Andrea legte wie immer die Regeln fest: „Der Gegenstand muss im Auto sein. Wir raten der Reihe nach und derjenige, der richtig rät, darf die nächste Frage stellen. Wer fängt an?“

„Ich“, antwortete Klaus wie aus der Pistole geschossen als erster. Nachdem Emil relativ schnell geraten hatte, dass es sich bei dem roten Gegenstand, den Klaus abgefragt hatte, um die rote Ölstandsanzeige neben dem Tachometer handelte, gab es schon den ersten Krach. Denn Emma beschwerte sich zu Recht, dass sie das Zeichen von ihrem Kindersitz aus nicht sehen konnte. Trotzdem beharrte Emil darauf, als nächster dran zu sein.

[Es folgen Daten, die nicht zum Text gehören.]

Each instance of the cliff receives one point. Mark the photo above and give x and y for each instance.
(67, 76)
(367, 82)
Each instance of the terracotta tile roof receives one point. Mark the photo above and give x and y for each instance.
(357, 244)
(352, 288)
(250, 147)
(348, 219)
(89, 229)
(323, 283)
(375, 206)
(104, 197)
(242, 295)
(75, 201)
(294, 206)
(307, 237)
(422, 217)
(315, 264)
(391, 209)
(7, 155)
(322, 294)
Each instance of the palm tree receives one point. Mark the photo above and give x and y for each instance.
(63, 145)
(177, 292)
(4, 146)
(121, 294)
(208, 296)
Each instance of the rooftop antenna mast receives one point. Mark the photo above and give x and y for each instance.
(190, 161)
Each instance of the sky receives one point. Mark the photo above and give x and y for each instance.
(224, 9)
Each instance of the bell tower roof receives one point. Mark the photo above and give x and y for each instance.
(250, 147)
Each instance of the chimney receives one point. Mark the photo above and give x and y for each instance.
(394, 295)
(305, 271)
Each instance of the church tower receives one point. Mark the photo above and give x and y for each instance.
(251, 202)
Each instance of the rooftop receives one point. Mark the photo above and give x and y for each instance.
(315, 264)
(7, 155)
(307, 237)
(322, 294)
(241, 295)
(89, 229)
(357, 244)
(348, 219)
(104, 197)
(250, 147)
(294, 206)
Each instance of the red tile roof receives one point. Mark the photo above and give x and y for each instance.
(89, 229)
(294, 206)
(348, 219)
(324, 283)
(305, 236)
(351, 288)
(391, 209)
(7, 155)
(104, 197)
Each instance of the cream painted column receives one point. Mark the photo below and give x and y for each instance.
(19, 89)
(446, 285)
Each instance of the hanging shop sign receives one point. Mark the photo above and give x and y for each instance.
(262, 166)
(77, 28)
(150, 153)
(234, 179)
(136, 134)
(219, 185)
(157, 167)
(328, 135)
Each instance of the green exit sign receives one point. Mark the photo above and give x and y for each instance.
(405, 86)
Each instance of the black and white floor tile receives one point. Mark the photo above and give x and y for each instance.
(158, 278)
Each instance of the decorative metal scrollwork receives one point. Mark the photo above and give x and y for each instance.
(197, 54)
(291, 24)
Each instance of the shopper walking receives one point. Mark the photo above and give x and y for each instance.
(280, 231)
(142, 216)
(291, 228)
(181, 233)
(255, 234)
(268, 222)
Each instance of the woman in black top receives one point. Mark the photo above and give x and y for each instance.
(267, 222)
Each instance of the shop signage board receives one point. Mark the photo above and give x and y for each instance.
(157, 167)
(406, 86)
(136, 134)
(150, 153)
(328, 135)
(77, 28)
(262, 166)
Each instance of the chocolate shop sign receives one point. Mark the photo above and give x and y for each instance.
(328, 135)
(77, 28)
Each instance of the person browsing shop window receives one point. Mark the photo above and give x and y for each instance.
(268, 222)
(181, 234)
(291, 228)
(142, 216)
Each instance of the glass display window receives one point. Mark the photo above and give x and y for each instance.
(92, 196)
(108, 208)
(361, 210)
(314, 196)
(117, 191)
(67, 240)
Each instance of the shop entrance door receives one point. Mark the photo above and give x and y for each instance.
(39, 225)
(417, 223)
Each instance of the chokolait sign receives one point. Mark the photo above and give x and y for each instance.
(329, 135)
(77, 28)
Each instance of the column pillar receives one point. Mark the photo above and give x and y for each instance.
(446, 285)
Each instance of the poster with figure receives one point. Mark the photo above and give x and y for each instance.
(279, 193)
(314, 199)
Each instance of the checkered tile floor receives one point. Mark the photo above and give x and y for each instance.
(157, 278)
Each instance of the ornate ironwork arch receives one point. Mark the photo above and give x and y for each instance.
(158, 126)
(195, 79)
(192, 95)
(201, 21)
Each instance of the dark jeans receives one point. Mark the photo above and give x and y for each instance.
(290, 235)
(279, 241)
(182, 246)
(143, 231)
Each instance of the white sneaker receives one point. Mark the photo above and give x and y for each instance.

„Ich sehe was, was du nicht siehst, und das ist Rot/Weiß!“ “Eigentlich ist aber nur eine Farbe erlaubt“, mahnte Andrea. “Na gut, also dann mehr weiß“, schlug Emil großzügig vor. Große Ratlosigkeit im Auto. Eigentlich war nur wenig weiß. Andreas Blusenkragen. Fehlanzeige. Die Dachverkleidung im Auto - auch falsch und sowieso nicht Rot/Weiß. Nach 3 Minuten drängte Anton genervt: “Nun sag schon, Emil!“

„Meine Afte“, stellte Emil stolz fest.

„Was ist das?“ fragte Emma sofort. “Das ist wie ein schmerzhafter Pickel im Mund“, erklärte Andrea. “Aber das gilt nicht, das kann ja keiner sehen.“ Anton war jetzt beleidigt. “Doch, im Spiegel, wenn ich den Mund aufmache,“ protestierte Emil, riss seinen Mund mit einem Finger weit auf und zeigte seiner kleinen Schwester ein Prachtexemplar von einer rot weißen Afte.

„Das gilt wirklich nicht“, versuchte Klaus zu schlichten, aber weder Anton noch Emma hatten jetzt Lust, noch weiter zu spielen.

Und genau deswegen schaute Klaus jetzt zufrieden in den Spiegel und war dankbar, dass die Zeit der Witze und der Spiele durch die Handys überholt war.